Arrays haben einen sehr beschränkten Einsatzbereich: Da, wo es unbedingt schnell gehn muss und zum Erstellen besserer Datenstrukturen. Ansonsten sind sie die Pest und ein klaffendes Loch im Typsystem.

Würde die Aufgabenstellung nicht ausdrücklich ein Array fordern, würde ich eine einfach verkettete Liste vorschlagen.


----------



## Wortraum (28. Apr 2010)

Wieso machst Du es nicht mit einem Object‐Feld? Die Idee ist nämlich richtig. Da alle Deine Methoden nur Objekte des Typs E akzeptieren, kann niemals etwas anderes im Feld landen; Du kannst jederzeit ein Objekt dort herausholen und in E umwandeln.

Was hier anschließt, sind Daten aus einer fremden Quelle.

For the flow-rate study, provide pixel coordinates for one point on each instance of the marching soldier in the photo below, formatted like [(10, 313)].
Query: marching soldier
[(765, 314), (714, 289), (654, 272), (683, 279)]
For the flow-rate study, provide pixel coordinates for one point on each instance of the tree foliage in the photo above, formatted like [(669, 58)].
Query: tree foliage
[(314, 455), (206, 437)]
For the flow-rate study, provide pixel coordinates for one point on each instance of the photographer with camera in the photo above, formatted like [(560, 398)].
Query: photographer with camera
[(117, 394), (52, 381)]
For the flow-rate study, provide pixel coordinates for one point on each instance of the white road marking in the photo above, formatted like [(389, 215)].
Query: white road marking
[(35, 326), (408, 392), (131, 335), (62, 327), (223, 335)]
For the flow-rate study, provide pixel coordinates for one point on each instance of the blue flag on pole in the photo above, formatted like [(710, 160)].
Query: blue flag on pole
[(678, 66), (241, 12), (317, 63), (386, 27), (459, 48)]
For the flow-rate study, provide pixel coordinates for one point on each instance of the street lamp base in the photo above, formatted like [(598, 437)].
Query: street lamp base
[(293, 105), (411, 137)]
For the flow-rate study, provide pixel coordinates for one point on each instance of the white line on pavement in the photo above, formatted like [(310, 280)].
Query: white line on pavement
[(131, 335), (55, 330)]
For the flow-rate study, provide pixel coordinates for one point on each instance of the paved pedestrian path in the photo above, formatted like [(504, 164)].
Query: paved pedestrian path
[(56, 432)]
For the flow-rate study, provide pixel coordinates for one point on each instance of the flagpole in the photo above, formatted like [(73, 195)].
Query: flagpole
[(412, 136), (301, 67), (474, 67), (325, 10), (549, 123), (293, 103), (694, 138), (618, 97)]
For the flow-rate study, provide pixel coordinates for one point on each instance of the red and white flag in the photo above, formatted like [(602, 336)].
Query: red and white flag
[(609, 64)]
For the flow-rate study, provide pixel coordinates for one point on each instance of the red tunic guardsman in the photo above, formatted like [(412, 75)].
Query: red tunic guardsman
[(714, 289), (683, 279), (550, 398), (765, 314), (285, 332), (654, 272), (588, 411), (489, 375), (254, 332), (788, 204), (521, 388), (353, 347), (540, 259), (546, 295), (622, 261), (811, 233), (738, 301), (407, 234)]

Das ist gängige Praxis – schau beispielsweise mal in ArrayList – und hat nur einen Schönheitsfehler: der Übersetzer weiß nicht, was Du weißt, nämlich daß im Object‐Feld nur E sein kann; folglich warnt er wegen der ungeprüften Typwandlung. In Java kann man dagegen nichts tun, außer die Warnung zu unterdrücken.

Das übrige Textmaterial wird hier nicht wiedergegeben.